What will Smile’s disappearance do to Amazon’s EBITDA and stock price?

Look at these Amazon Smile Screenshots:

The end of year screenshot for 2022

smile

End of October 2022

oct

That means the US donation total for 2022: $400,026,236.70. Plus two months between October and end of December 2022 generated $22,652,601 in Amazon Smile US donation revenue, driven by US Amazon Smile shoppers. Admittedly, that number represents the peak shopping season, Q4.  However, the annualized forward looking 2023 donation estimate based on $22.6 million for 2-months could easily result in a 2023 number of $125, $140 or with growth in Smile participation, even $200 million in annual donations driven by Smile shoppers. Inflation and Amazon’s continued retail  dominance support that hypothesis. 

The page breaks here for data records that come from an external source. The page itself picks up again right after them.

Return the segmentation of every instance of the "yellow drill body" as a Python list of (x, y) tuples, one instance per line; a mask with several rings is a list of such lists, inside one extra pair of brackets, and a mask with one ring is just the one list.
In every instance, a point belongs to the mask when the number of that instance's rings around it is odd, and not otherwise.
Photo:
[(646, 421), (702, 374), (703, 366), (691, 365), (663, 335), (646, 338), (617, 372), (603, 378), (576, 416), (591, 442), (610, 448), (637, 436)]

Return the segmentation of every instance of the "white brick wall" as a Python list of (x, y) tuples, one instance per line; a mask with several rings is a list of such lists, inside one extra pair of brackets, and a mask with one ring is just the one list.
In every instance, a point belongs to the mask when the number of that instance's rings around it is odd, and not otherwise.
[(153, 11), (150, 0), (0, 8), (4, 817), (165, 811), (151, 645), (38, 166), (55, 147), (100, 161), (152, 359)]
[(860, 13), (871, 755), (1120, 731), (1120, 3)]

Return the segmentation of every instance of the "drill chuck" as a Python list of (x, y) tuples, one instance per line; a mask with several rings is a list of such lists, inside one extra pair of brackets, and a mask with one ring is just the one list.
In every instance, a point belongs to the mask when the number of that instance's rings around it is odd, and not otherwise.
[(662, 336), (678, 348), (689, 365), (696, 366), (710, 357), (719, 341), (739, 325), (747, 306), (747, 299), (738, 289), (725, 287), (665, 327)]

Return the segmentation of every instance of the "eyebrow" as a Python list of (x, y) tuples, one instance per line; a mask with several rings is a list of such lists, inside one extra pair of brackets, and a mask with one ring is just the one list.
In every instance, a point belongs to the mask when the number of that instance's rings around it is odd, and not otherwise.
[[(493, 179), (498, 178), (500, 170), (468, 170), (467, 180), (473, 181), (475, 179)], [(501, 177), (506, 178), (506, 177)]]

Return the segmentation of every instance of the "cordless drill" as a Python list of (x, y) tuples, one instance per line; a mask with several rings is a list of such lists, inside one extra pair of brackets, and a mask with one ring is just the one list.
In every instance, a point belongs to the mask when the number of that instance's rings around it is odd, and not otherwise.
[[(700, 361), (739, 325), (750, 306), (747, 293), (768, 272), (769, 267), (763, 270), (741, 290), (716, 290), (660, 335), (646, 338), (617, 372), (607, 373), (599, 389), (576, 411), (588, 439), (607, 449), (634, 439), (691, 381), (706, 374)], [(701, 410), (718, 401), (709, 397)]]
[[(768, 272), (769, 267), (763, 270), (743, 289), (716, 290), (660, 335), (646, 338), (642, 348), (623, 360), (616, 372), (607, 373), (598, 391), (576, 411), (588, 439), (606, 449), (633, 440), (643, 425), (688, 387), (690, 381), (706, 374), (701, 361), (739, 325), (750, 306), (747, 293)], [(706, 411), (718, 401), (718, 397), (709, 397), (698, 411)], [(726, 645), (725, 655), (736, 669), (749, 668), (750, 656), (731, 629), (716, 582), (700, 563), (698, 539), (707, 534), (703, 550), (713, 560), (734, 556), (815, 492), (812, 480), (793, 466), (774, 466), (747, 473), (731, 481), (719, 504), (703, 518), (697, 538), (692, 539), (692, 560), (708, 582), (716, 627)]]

Let’s use conservative estimates. $125 million in donations driven from the buying behavior of Smile shoppers means that those shoppers represent $25,000,000,000 in Smile-related 2023 US sales…

Estimates of 2023 Amazon eCommerce revenue are in the range of $230 billion.  Could 10% of eCommerce revenue be the result of shoppers opting into Smile. What if Smile shoppers tend to be more affluent, bigger spenders? Smile donation levels were set at (50 basis points) .5% and with ecommerce revenue of $35 billion attributable to Smile, that is material when it drops to the bottom line, but the .5% dropping to the bottom line only happens if Smile shoppers stick with Amazon.

What will Smile’s disappearance do to Amazon’s EBITDA and stock price?

Scenarios:

  1. Shopper behavior doesn’t change. All $125 million fall to the bottom line as profit. Amazon is a company that measures eCommerce EBITDA or loss in basis points, this is material, and probably the reason Smile was canceled. Prime has habituated shoppers to Amazon.
  2. Some shoppers are not loyal to Amazon and are upset. Those shoppers, businesses and nonprofits discover the Giving Forward nonprofit Charity Mall, iGive, GooodShop or GivingAssistant (formerly a nonprofit as far as I can tell) and the merchant relationships there, and change their buying behavior.
  3. High spending shoppers move to alternative charity malls and platforms.

Number 2 is most likely. Time will tell.